I'm another one backing school uniform. If child has no uniform then I'd say dark trousers, light colour shirt and smart jumper. I don't think hoodies are smart at any time.

MargaretThursday · 02/03/2024 20:01

purser25 · 01/03/2024 22:06

I went to a funeral all the great Grandchildren were were there in Beaver and Cub uniforms. Ideal especially as they were a scouting family

I think that's lovely. I know some families who are very into scouts-the older members have been in scouting for 70+ years, and I can imagine them doing that.

Op. I had the situation earlier this year with 16yo ds, who doesn't do smart, and especially doesn't do trousers. We compromised on smart shorts (his school ones-black) if he wore a shirt. He was comfortable, he looked lovely and he was smarter than the immediate family who wore jeans too.

I'd go for something they're comfortable with on the bottom and something a bit smarter on the top perhaps. People don't tend to notice the bottoms if the top is smart. Maybe not ripped jeans though.

kitsuneghost · 02/03/2024 20:09

Black trousers or skirt and plain black polo shirt?

reluctantbrit · 03/03/2024 09:29

Invisimamma · 02/03/2024 18:30

I have to disagree with people saying that jeans and hoody is okay for a funeral. I think it would be very disrespectful and anyone going to a funeral should be smartly dressed out of respect. Black trousers, white shirt and tie is easy to get and cheap enough to buy or borrow.

I'm in Scotland though so maybe the convention is different here.

Also I question whether it's necessary for children to attend the funeral of a step-great-uncle, unless they were very close to the deceased. I don't object to children at funerals but this relationship does seem very far removed.

My only surviving aunt is actually my step-aunt. But I am very close to her and if the time comes I will definitely attend and I personally would love to have my child with me as a support. DD knows her as well, even with a country between them.

On the other hand, when DH's aunt passed away, DD and I stayed at home, DD hardly ever met her, we had no real contact apart from Christmas/birthday wishes and what my PIL told of her. We decided it wasn't worth getting DD out of school for several days.

Just because someone is not a blood relative doesn't mean your child is not close to a person/knows them well.
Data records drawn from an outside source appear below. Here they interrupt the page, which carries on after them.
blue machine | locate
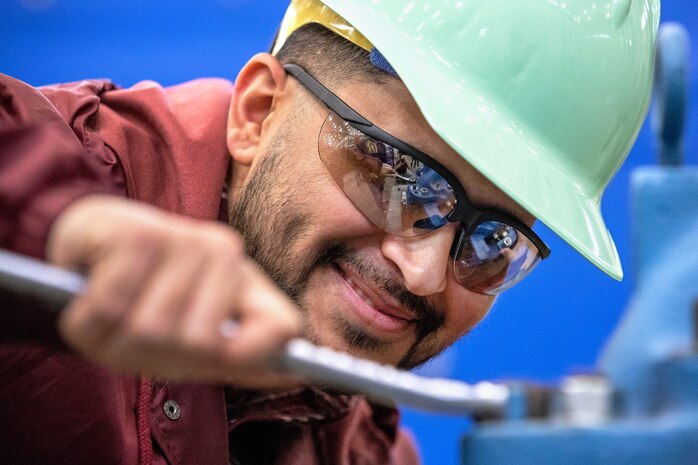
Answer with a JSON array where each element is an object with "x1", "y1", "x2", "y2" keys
[{"x1": 461, "y1": 23, "x2": 698, "y2": 465}]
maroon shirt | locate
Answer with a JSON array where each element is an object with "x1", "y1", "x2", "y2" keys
[{"x1": 0, "y1": 74, "x2": 419, "y2": 465}]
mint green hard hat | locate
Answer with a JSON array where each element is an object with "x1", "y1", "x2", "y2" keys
[{"x1": 277, "y1": 0, "x2": 660, "y2": 280}]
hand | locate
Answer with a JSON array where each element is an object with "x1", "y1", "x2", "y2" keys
[{"x1": 46, "y1": 195, "x2": 302, "y2": 387}]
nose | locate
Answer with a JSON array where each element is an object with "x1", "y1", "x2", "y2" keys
[{"x1": 380, "y1": 224, "x2": 458, "y2": 296}]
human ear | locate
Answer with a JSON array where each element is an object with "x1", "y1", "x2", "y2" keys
[{"x1": 226, "y1": 53, "x2": 288, "y2": 166}]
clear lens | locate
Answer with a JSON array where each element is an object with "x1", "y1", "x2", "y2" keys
[
  {"x1": 318, "y1": 111, "x2": 541, "y2": 295},
  {"x1": 453, "y1": 221, "x2": 542, "y2": 295},
  {"x1": 319, "y1": 112, "x2": 455, "y2": 236}
]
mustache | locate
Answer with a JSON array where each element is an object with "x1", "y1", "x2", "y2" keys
[{"x1": 309, "y1": 243, "x2": 445, "y2": 337}]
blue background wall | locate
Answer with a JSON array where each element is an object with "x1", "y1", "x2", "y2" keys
[{"x1": 2, "y1": 1, "x2": 696, "y2": 464}]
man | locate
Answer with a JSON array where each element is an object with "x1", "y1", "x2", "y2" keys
[{"x1": 0, "y1": 0, "x2": 659, "y2": 464}]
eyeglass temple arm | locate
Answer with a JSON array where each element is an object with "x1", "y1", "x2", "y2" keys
[
  {"x1": 283, "y1": 64, "x2": 375, "y2": 128},
  {"x1": 284, "y1": 64, "x2": 550, "y2": 258}
]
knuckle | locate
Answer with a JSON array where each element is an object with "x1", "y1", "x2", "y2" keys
[
  {"x1": 286, "y1": 313, "x2": 303, "y2": 334},
  {"x1": 275, "y1": 318, "x2": 301, "y2": 340},
  {"x1": 72, "y1": 292, "x2": 118, "y2": 327},
  {"x1": 90, "y1": 302, "x2": 123, "y2": 326},
  {"x1": 267, "y1": 305, "x2": 299, "y2": 329},
  {"x1": 57, "y1": 313, "x2": 83, "y2": 348},
  {"x1": 163, "y1": 221, "x2": 245, "y2": 267},
  {"x1": 205, "y1": 226, "x2": 244, "y2": 257},
  {"x1": 180, "y1": 327, "x2": 219, "y2": 356},
  {"x1": 127, "y1": 224, "x2": 164, "y2": 251},
  {"x1": 124, "y1": 317, "x2": 170, "y2": 346},
  {"x1": 92, "y1": 286, "x2": 130, "y2": 319},
  {"x1": 58, "y1": 304, "x2": 100, "y2": 351}
]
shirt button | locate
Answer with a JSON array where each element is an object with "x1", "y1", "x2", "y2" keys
[{"x1": 163, "y1": 400, "x2": 181, "y2": 420}]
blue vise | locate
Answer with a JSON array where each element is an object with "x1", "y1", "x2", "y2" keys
[{"x1": 461, "y1": 22, "x2": 698, "y2": 465}]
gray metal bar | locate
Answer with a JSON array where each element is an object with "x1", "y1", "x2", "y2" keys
[{"x1": 0, "y1": 248, "x2": 509, "y2": 416}]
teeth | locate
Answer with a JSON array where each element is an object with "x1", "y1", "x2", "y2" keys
[{"x1": 346, "y1": 276, "x2": 375, "y2": 308}]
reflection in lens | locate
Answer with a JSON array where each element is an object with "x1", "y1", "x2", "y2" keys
[
  {"x1": 318, "y1": 112, "x2": 543, "y2": 294},
  {"x1": 453, "y1": 221, "x2": 541, "y2": 295},
  {"x1": 318, "y1": 112, "x2": 455, "y2": 237}
]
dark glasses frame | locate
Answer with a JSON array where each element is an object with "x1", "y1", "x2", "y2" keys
[{"x1": 283, "y1": 63, "x2": 550, "y2": 260}]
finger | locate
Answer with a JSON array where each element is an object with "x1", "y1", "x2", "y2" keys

bradpittsbathwater · 03/03/2024 09:33

School uniform are smart trousers and shirt would be fine. I really don't think hoodies and trainers are appropriate. Some guests would see that as lazy and disrespectful. Clothing has got more causal over the years but that's just laziness.

Brrrrrrrrrritscold · 03/03/2024 13:18

I’d be so embarrassed to take my kids in jeans and a hoodie to any funeral. People do still get dressed up, it very much varies from family to family. Everyone wore suits, even the children to both my parents funerals.

budgiegirl · 03/03/2024 16:28

When my FIL died, my (young adult) nephew came in jeans, hoodie, trainers and a beanie. He was also a pallbearer. And no-one gave two hoots how he was dressed, the important thing for my MIL and our family was that he was there.

zingally · 03/03/2024 17:13

Is your DP the boys father? If not, the uncle of a non-relation is a pretty tenuous link. And even if he is, then "dad's uncle" is still pretty far-fetched. Especially for an 8yo.
I've only been to the funeral of one of "parents uncle/aunties", and that was my dad's aunt. He pre-deceased her, and always called her "his favourite auntie". Plus she was particularly kind to us when he passed, so I felt an obligation to go on his behalf.

I was a child/teen when the other uncles and aunties died, and I don't think it was even considered that I'd go.

That being said, if you want them to attend, school uniform is fine. Or even just dark trousers/smart jeans with a "nice" jumper will do. No one expects kids to have much is the way of "formal wear".

ranoutofquinoaandprosecco · 03/03/2024 17:34

When we went to my Granny's my DS was 8 and wore black jeans and a black polo shirt my 10 year old DD wore a black dress.